In the fourth place, it must be recalled that the Court held that, in order to be classified as exempt transactions within the meaning of those provisions, the services provided by a third-party manager must, viewed broadly, form a distinct whole fulfilling in effect the specific, essential functions of the management of special investment funds (see, to that effect, the judgments of 4 May 2006, Abbey National, C-169/04, EU:C:2006:289, paragraphs 70 and 71, and of 7 March 2013, GfBk, C-275/11, EU:C:2013:141, paragraph 21).

48

In the present case, the parties to the main proceedings are in agreement that the service at issue was designed for the purpose of managing investments of various kinds and that, in particular, it may be used in the same way for the management of special investment funds as for the management of other funds.

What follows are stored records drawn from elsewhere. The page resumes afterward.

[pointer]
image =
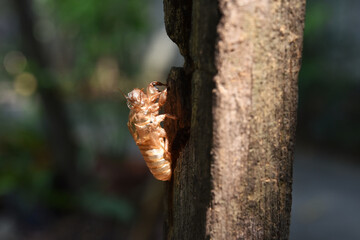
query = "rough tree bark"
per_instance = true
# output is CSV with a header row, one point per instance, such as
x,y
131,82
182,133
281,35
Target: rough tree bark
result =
x,y
236,100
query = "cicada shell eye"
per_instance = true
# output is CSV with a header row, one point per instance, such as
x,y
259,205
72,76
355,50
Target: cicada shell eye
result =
x,y
136,98
129,105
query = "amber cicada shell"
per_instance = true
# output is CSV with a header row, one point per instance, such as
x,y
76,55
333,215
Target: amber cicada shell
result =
x,y
144,125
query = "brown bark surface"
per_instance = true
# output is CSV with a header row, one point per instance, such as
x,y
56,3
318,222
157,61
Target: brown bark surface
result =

Therefore, that service cannot be regarded as specifically for the management of special investment funds.

49

Consequently, a supply of services such as that at issue in the main proceedings does not meet the conditions to benefit from the exemption provided for in Article 135(1)(g) of the VAT Directive.

50

Such a conclusion cannot be called into question by the argument advanced by BlackRock based on the principle of fiscal neutrality, by virtue of which operators must be able to choose the form of organisation which, from the strictly commercial point of view, best suits them, without running the risk of having their operations excluded from the exemption laid down in Article 135(1)(g) of the VAT Directive (see, to that effect, the judgment of 4 May 2006, Abbey National, C-169/04, EU:C:2006:289, paragraph 68).

51

Since the principle of fiscal neutrality is a principle of interpretation of the VAT Directive and not a rule that is hierarchically superior to the provisions of that directive, it does not permit the scope of an exemption to be extended (see, to that effect, the judgment of 19 July 2012, Deutsche Bank, C-44/11, EU:C:2012:484, paragraph 45) and therefore cannot render Article 135(1)(g) of the VAT Directive applicable to a supply, such as that at issue in the main proceedings, which does not meet those conditions.

52

Having regard to all the foregoing considerations the answer to the question referred is that Article 135(1)(g) of Directive 2006/112 must be interpreted as meaning that a single supply of management services, provided by a software platform belonging to a third-party supplier for the benefit of a fund management company, which manages both special investment funds and other funds, does not fall within the exemption provided for in that provision.

Costs

53

Since these proceedings are, for the parties to the main proceedings, a step in the action pending before the national court, the decision on costs is a matter for that court. Costs incurred in submitting observations to the Court, other than the costs of those parties, are not recoverable.

 

On those grounds, the Court (First Chamber) hereby rules:

 

Article 135(1)(g) of Council Directive 2006/112/EC of 28 November 2006 on the common system of value added tax must be interpreted as meaning that a single supply of management services, provided by a software platform belonging to a third-party supplier for the benefit of a fund management company, which manages both special investment funds and other funds, does not fall within the exemption provided for in that provision.

 

Bonichot

Safjan

Bay Larsen

Toader

Jääskinen

Delivered in open court in Luxembourg on 2 July 2020.

A. Calot Escobar

Registrar

J.-C. Bonichot

President of the First Chamber


( *1 ) Language of the case: English.